Heh, heh, heh

Heh, heh, heh

“I learn in this letter that Don Peter of Arragon comes this night to Messina.”

Nursing a hangover, the day required a simple book that I knew the story of and thus in came the manga version of Shakespeare’s comedy, Much Ado About Nothing. It’s probably my favourite of his works, often billed as history’s first romantic comedy, and it’s the play I’ve seen performed the most frequently in one form or another. I think most people know the story, but to summarise briefly:

There are two stories going on within the play. The first centres around old flames Benedick and Beatrice, who now trade witty barbs at one another and love nothing more than winding each other up. There is little love lost between them. The second story is about Claudio, Benedick’s friend who has fallen in love with Hero, Beatrice’s cousin. However, the nasty and jealous Don John wants Hero for himself, so conspires to ensure their marriage does not go ahead. Meanwhile, everyone else conspires to get Benedick and Beatrice to admit that they actually do love each other, despite their surface-level hatred.

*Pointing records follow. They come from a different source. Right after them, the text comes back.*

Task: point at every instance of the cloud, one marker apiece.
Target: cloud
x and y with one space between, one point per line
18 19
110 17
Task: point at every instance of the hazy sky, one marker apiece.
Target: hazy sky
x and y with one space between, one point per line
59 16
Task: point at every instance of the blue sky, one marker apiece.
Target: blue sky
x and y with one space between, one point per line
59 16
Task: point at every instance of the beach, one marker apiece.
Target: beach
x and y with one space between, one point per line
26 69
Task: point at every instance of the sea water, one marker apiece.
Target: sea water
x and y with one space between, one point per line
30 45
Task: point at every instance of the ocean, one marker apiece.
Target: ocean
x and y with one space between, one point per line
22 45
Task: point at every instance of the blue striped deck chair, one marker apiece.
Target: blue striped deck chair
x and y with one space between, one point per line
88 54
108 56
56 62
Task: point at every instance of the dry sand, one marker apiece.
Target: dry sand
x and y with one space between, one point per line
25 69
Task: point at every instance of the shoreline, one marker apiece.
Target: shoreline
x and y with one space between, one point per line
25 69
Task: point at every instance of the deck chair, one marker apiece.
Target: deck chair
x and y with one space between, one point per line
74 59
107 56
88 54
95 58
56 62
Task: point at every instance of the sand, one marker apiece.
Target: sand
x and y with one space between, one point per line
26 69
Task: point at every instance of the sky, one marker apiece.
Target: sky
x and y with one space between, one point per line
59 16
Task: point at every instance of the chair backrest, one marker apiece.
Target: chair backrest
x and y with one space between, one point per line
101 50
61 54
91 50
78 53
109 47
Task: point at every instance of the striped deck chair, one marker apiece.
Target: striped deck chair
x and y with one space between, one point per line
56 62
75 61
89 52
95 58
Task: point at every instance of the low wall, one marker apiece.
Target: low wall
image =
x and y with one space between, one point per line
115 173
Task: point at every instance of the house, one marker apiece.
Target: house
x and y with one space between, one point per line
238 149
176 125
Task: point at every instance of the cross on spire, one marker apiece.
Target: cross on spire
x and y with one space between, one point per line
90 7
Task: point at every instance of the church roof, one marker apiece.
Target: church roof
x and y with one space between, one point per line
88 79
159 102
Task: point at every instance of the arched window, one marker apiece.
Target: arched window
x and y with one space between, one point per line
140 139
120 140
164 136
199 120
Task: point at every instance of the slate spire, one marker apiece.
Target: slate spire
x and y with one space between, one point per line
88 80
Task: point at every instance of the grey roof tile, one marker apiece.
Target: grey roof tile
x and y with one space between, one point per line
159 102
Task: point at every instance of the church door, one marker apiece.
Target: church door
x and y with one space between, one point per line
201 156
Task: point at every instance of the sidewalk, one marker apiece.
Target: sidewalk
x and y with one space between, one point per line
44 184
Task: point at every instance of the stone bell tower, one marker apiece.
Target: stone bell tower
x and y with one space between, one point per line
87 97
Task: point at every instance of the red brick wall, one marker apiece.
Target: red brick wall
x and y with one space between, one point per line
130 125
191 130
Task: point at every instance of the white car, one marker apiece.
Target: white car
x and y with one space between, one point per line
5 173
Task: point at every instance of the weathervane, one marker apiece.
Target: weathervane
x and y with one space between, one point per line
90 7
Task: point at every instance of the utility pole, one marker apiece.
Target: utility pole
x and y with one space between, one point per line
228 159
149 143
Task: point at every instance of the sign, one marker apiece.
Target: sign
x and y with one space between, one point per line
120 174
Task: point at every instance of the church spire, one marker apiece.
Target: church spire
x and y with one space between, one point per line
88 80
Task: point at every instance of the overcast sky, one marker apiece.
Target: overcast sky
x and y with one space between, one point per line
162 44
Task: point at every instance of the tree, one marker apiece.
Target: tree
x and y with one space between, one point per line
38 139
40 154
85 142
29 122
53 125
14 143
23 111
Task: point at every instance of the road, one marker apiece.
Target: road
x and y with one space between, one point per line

While Shakespeare can be a bit dense from time to time, this is probably the easiest of his plays to understand and, even to a modern audience, it still stands up humour-wise and I actually did chuckle aloud a couple of times. One of my favourite lines involves someone saying to Beatrice, “So Benedick isn’t in your good books?” and Beatrice quickly replies, “If he was, I’d burn down my study.” That’s paraphrased, of course.

Beatrice and Benedick are two of my favourite characters in the Shakespeare canon, Benedick for his amusing arrogance, Beatrice for her devout hatred of men, and both for their sharp witticisms. Don John is a scheming and nasty piece of work, but otherwise even the minor characters seem quite good fun. The play is loaded with innuendo (hell, the title alone is pure filth if you know your Elizabethan slang) but it’s a good read. Studying the plays in manga form is very interesting as it allows them to be experienced closer to the original intent, and while I’d recommend this one, if you ever get a chance to see this performed then take it. If you’re new to Shakespeare, there are worse plays to start with than this.